DeepSeek Open Source FlashMLA – MLA Decoding Kernel for Hopper GPUs

helloericsf

X:https://x.com/deepseek_ai/status/1893836827574030466 BF16 support Paged KV cache (block size 64) 3000 GB/s memory-bound & 580 TFLOPS compute-bound on H800

nokun7

In my view, FlashMLA’s exclusive targeting of Hopper GPUs restricts its cross-platform use, and the lack of comprehensive documentation, vague compatibility with wider frameworks, and absence of benchmark comparisons or trade-off insights reduce its ease of use and adaptability. While it holds potential for specialists with tailored requirements, its specialized nature and limited community backing indicate it’s not yet a broadly practical tool, requiring more detailed guides and expanded hardware support to unlock its full capabilities.

deyiao

I heard their inferencing framework is way lower than typical deployment methods.
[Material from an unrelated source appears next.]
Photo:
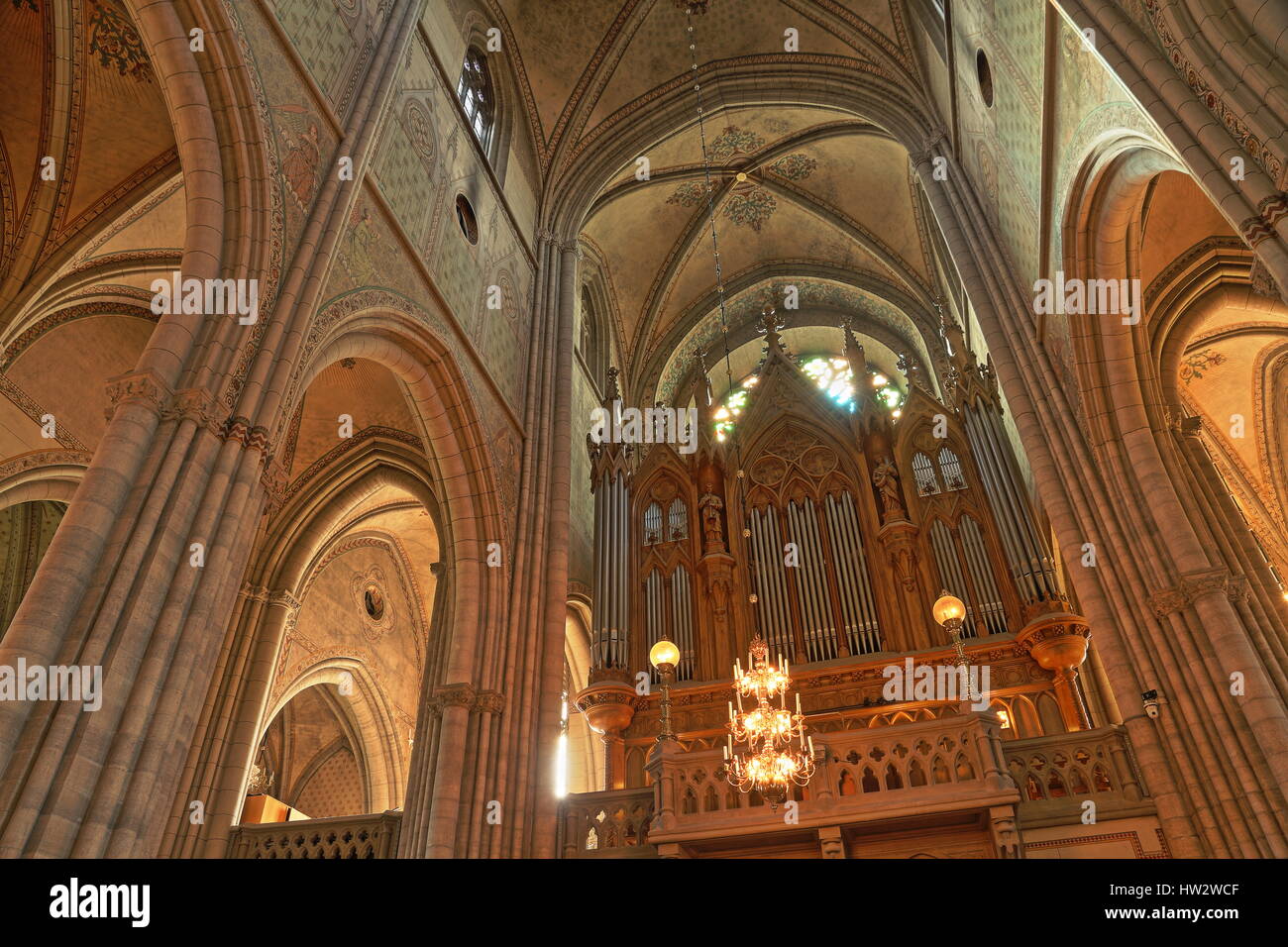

Can this be verified from that open-source project? How does it stack up against vllm or llama.cpp

reissbaker

By "lower" you mean cheaper/better?

I suspect it's much higher throughput than vLLM, which in turn is much higher throughput than llama.cpp. The MLA kernel they just open-sourced seems to indicate that, although we'll see how it does in third party benchmarks on non-hobbled GPUs vs FlashAttention. They only released the BF16 version — whereas most people, including DeepSeek themselves, serve in FP8 — so it might not be immediately useful to most companies quite yet, although I imagine there'll be FP8 ports soon enough.

helloericsf

What do you mean by "lower"? To my understanding, they will open 5 infra related repos this week. Let's revisit your comparison question on Friday.

find0x90

I don't see any use of PTX, might be in one of the other repos they plan to release.

behnamoh

Open AI is back!

rvz

This is the minimum bar that I expect very elite programmers should be striving for in the age of AI and DeepSeek should be studied as an example and this is the only just the first of many projects from them.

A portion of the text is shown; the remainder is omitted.